The steps:

1. AND the low 16-bits of H against the high 16 bits

2. Take the resulting 16-bit number and OR the low 8 bits against the high 8-bits

3. Take the resulting 8-bit number and OR the low 4 bits against the high 4-bits

4. Take the resulting 4-bit number and OR the low 2 bits against the high 2-bits

5. Take the resulting 2-bit number and NOR the first bit against the second bit

6. do bitwise AND of the resulting 1-bit number against the nonce

7. take the result from #6 and XOR the low 16-bits against the high 16-bits

8. take the resulting 16-bit number from #7 and OR the low 8-bits against the high 8-bits

9. store the result by doing output[OUTPUT_SIZE] = OUTPUT[result of #8] = nonce

Steps 1-5 create a single bit indicating if the nonce meets H == 0. When you bitwise AND this against the nonce in step 6 you will get 0 for any invalid nonces and for valid nonces you will just get the nonce again. (1 AND X = X)

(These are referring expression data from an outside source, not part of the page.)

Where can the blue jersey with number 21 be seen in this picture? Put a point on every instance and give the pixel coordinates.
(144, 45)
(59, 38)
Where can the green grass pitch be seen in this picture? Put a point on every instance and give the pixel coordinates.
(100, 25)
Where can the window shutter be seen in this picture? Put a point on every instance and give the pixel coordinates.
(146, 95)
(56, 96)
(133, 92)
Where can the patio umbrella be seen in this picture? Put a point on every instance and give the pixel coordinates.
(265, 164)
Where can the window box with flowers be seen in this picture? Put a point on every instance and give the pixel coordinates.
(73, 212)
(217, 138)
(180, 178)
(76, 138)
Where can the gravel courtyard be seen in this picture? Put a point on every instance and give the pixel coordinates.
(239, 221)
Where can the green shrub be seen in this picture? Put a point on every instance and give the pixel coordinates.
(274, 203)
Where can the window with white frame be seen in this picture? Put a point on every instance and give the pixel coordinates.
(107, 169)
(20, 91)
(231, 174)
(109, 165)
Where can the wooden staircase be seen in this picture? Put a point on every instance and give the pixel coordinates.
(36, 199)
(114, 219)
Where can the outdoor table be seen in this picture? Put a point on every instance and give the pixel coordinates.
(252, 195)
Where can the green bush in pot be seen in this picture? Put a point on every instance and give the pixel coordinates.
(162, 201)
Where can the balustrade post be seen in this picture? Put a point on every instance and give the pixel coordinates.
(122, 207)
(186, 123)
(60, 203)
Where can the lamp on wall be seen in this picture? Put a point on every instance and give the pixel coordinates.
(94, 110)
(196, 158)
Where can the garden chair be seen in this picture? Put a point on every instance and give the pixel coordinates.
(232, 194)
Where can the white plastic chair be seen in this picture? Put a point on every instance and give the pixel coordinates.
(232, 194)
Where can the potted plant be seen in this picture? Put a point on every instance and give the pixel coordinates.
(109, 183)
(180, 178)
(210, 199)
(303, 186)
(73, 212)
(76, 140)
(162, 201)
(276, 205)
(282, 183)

Steps 7-8 are to produce an 8-bit index that is 0 for all invalid nonces and hopefuly unique for each valid nonce assuming there are a small number of valid nonces. However in the worst case (more than 1 hash found in a single execution) at least 1 will be returned. However if 3 or less nonces are found per execution all of them should be returned in most cass.

Sorry to jump in in the middle of the conversation, but if I understand what you are trying to do...

Can't you just replace all of the steps with:

Valid = 1 - min(H, 1u);

Nonce = W[3];

OUTPUT[((Nonce & OUTPUT_MASK) + 1) * Valid] = Nonce;

if you are trying to remove all control flow? Any invalid nonce will be written into Output[0] and the valid nonces will be randomly distributed through the rest of the array.

I really don't know how the architecture handles having 4 billion threads writing to the same address, but... you may want to try it out...

Also, it is easy enough to make it work with VECTORS ;

Valid = 1 - (min(H.x, H.y), 1u);

//If .y is valid, add 1 to the nonce.

Nonce = W[3].x + min(H.y, 1);

OUTPUT[((Nonce & OUTPUT_MASK) + 1) * Valid] = Nonce;

(or you could just double the code for .x and .y)

OR

Valid = 1 - (min(H.x, H.y), 1u);

//If .y is valid, add 1 to the nonce.

Nonce = W[3].x;

OUTPUT[((Nonce & OUTPUT_MASK) + 1) * Valid] = Nonce;

and have the __init__ file check both Nonce and Nonce+1

another way of doing it would be (the compiler should replace the if statement with a set conditional):

Nonce = W[3];

Position = W[3] & OUTPUT_MASK;

if(H)

Position = OUTPUT_MASK + 1;

//Invalid nonce are at the last position of the array, valid are distributed at the front

OUTPUT[Position] = Nonce;

Slightly faster would be to have the Position = the local thread # (since you save an &) and make sure that the size of the output* array is WORKSIZE + 1:

Nonce = W[3];

Position = get_local_id(0);

if(H)

Position = WORKSIZE + 1;

OUTPUT[Position] = Nonce;

EDIT: Ooh, just thought of something else:

If it doesn't like writing everything to the same address: Make the buffer size = 2*WORKSIZE...

Nonce = W[3];

Position = get_local_id(0);

if(H)

Position += WORKSIZE;

OUTPUT[Position] = Nonce;

Then all of the threads in a workgroup will write to a different address. The valid nonces will be in the first half, and the invalid will be in the second.

Now I have no idea if any of these things would be faster, but I think all of them would work...

Sorry to put so much code down... but this kind of coding isn't really an exact science...